Interestingly, these spiders can also use their silk spinnings to allow them to sail, catching the wind and floating across the water – a concept known as ballooning.12

Are Diving Bell Spiders Dangerous?

Diving bell spiders feast on prey found in the water, including crayfish, small fish, and insect larvae. They do have venom and the ability to deliver a painful bite to humans, but the bite is not fatal.13

You can avoid most bites from these spiders by using caution around potential hiding spots, including grasses and plants that grow in and around water. These spiders must also be anchored to something to bite, and can’t bite if they are free-floating or swimming.

When To Call an Exterminator for Spiders

If you don’t want spiders hanging around, your first step should be eliminating places where they like to hide.

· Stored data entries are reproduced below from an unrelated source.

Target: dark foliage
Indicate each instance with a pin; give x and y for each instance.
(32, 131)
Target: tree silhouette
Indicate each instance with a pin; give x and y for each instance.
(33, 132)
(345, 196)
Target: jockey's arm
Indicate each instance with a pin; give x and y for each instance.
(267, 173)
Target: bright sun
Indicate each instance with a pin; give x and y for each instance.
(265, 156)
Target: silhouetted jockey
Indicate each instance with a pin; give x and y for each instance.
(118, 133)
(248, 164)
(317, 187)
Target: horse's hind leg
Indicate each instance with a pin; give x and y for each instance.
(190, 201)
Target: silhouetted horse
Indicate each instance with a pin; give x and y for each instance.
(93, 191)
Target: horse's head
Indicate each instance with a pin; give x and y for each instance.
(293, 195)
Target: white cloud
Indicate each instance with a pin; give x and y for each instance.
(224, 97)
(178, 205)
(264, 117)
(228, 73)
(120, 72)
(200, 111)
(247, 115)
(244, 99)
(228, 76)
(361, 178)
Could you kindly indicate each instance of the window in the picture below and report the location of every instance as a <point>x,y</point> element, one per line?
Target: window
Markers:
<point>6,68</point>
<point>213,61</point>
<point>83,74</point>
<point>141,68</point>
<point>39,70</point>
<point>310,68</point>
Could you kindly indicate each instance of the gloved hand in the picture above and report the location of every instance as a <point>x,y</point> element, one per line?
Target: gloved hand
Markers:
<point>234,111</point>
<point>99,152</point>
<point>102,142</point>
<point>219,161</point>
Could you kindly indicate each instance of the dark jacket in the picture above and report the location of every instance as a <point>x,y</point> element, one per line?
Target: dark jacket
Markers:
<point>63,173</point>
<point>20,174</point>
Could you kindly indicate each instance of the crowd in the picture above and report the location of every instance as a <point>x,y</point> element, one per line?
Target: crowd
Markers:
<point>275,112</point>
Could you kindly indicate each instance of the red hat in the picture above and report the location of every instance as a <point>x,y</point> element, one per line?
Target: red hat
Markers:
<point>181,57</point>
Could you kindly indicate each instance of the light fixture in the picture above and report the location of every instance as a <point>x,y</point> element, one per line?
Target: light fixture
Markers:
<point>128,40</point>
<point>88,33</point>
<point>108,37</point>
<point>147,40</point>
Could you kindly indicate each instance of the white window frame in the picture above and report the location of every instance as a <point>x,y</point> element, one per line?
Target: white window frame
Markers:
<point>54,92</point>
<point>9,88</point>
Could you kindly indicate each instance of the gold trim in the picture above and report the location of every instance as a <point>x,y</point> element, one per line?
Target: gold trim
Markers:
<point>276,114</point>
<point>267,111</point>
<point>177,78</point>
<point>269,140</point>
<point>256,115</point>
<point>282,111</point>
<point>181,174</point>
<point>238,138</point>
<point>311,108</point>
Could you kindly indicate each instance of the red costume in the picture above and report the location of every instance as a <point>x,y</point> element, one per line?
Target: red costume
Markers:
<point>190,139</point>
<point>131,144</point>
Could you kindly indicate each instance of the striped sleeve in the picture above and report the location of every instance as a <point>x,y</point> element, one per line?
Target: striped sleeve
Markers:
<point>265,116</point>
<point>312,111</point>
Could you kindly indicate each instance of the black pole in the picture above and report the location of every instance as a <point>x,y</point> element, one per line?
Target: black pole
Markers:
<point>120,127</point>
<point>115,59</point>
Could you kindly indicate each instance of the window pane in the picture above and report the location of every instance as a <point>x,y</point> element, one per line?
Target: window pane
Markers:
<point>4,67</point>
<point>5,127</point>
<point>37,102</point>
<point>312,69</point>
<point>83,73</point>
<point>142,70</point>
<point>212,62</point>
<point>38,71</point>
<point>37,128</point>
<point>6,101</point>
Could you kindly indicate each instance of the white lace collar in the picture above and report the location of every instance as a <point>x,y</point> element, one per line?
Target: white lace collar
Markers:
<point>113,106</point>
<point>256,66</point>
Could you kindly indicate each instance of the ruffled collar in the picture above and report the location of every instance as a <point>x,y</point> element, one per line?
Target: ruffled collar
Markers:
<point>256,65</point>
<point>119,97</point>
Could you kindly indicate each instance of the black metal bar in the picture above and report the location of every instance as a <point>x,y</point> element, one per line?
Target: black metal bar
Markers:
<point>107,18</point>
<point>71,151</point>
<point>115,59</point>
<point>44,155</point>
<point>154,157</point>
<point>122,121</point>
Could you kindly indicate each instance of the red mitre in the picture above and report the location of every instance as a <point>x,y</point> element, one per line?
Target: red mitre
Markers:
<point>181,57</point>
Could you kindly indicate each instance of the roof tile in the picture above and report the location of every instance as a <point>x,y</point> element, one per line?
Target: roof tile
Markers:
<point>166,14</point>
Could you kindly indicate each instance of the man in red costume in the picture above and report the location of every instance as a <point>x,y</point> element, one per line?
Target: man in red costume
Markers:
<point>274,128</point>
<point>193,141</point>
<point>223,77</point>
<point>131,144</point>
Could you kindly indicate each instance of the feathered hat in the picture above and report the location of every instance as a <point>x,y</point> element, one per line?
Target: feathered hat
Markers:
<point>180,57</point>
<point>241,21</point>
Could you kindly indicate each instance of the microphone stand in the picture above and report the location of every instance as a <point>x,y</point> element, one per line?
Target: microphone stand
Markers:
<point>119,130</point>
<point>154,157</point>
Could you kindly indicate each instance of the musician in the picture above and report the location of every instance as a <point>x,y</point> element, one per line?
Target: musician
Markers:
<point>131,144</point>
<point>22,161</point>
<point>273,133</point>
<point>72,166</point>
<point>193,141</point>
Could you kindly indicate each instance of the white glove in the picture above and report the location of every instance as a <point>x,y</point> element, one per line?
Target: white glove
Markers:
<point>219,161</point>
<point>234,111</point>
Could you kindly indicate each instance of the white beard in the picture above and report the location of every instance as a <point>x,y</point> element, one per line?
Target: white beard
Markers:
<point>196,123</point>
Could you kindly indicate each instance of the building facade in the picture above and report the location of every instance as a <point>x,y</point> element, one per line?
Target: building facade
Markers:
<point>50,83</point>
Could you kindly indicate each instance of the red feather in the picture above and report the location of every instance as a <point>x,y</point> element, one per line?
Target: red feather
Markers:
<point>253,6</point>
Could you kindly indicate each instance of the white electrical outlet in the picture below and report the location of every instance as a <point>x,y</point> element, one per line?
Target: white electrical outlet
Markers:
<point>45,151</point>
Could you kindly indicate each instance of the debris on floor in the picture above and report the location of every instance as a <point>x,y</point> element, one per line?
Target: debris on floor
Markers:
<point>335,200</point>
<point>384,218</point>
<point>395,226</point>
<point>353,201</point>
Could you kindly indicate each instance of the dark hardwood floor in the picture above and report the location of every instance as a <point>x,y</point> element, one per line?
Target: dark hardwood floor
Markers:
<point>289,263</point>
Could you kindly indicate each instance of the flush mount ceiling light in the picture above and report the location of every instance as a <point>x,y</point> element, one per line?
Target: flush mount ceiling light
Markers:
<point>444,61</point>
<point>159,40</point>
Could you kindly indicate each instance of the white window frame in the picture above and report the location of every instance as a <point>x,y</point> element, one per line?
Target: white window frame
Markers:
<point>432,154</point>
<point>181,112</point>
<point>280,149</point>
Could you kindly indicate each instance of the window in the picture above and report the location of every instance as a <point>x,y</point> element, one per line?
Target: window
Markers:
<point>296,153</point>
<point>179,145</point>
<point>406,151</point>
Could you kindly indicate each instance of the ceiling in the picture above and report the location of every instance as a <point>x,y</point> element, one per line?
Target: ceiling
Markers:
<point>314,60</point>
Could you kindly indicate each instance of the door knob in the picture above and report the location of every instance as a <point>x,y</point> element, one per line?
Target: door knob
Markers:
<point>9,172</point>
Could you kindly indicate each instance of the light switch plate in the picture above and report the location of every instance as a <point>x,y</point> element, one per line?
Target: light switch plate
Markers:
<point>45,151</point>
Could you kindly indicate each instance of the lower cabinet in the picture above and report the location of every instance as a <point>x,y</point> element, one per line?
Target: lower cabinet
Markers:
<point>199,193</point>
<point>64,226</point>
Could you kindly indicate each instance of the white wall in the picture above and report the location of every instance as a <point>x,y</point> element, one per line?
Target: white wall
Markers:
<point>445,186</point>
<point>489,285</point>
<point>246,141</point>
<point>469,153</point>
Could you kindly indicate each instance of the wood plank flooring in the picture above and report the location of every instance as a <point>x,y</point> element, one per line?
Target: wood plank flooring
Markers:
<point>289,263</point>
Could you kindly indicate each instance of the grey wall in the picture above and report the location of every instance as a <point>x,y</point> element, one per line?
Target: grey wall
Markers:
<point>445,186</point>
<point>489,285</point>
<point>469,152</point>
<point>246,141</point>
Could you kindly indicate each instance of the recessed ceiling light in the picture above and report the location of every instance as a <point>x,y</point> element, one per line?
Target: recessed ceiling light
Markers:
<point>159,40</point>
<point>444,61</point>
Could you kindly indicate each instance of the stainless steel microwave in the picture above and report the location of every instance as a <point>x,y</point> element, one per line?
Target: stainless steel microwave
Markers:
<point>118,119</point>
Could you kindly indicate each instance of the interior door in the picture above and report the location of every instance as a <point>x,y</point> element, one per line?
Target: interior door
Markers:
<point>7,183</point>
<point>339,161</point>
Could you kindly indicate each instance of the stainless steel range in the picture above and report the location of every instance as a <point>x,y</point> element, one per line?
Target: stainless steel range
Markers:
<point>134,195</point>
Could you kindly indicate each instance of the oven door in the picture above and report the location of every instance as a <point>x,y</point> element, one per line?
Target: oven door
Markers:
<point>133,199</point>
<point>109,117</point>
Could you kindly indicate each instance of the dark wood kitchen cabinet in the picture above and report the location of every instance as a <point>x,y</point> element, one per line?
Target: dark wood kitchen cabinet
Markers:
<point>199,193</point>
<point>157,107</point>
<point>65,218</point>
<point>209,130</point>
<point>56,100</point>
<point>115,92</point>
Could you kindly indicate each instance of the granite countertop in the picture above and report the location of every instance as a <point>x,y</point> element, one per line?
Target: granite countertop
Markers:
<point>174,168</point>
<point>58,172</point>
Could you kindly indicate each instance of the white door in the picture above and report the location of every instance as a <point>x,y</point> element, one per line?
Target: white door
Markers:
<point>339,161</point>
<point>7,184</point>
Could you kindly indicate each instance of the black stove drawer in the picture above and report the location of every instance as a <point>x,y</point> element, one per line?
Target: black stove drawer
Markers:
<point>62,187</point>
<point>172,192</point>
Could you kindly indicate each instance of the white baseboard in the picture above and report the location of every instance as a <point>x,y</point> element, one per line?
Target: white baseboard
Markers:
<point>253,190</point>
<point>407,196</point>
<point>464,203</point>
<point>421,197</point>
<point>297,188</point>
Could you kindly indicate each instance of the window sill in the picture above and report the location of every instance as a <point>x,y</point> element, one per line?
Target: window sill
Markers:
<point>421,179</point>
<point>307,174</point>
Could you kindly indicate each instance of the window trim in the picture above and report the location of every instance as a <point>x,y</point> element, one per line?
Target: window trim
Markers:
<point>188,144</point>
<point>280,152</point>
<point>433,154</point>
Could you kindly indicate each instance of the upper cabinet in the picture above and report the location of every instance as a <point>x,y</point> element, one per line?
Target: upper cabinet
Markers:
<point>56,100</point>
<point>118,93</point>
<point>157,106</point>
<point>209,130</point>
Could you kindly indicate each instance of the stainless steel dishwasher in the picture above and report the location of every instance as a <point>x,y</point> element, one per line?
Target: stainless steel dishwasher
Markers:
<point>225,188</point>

This means getting rid of clutter indoors and out and sealing cracks and holes in your home’s exterior that allow spiders to get inside.

If you find yourself plagued with black widows or brown recluse spiders, or you can’t seem to get rid of an infestation despite attempted efforts, it’s best to call an exterminator for help.

Different Types of Spiders in the U.S. That Can Harm Humans

There are two main types of spiders in the U.S. that pose a danger to humans. They include the Brown Recluse and the Black Widow.

While Hobo spiders, which have a distinct herringbone pattern and are found only in the Pacific Northwest, can also deliver a powerful bite to humans, they are not associated with the same public health risk as Black Widows or Brown Recluses.

How To Get Rid of Brown Recluse Spiders

The Brown Recluse is easily identifiable thanks to the brown violin-shaped mark on its back.15

This spider delivers a bite that can cause painful skin infections and serious health issues if not treated.

Fortunately, these spiders are also easy to get rid of, and the best way to do so is by eliminating the places where they like to live.15

  1. Eliminate clutter inside and out.
  2. Clean garages and sheds.
  3. Replace cardboard boxes with plastic totes and other more secure storage systems.
  4. Use caulk, expandable foam, and weatherstripping to seal any openings the spiders may use to enter the home.
  5. Use sticky traps to ensure prevention methods are working.
  6. Where spiders hide.

Pest Control for Black Widows

Known for the characteristic red hourglass on their abdomen, the Black Widow bite can make humans sick and is potentially fatal to children and the elderly.

Fortunately, pest control for black widows is relatively simple and is largely focused on getting rid of potential hiding spots and nesting areas.

  1. Vacuum spiders, webs, and eggs if you see them.
  2. Eliminate all outdoor debris.
  3. Eliminate indoor clutter.
  4. Keep woodpiles and vegetation away from the walls of the home.
  5. Apply pesticides sparingly in cracks, voids, and overhangs where these spiders like to nest.

So while there are certainly spiders to beware of, rest assured that most are harmless.

While you now know the answer to “Can spiders swim?” you also know that if you run into one in the water, it likely poses little to no real threat to your safety.

Frequently Asked Questions About Can Spiders Swim

Are Spiders Dangerous?

While some 3-15 percent of people have a fear of spiders – known as arachnophobia – fewer than three people are killed by spiders in the U.S. each year.14 Almost all spiders have venom, but none, with the exception of the Australian funnel spider, are aggressive, and the vast majority would rather avoid human contact as much as possible.1

How Much Does a Spider Exterminator Cost?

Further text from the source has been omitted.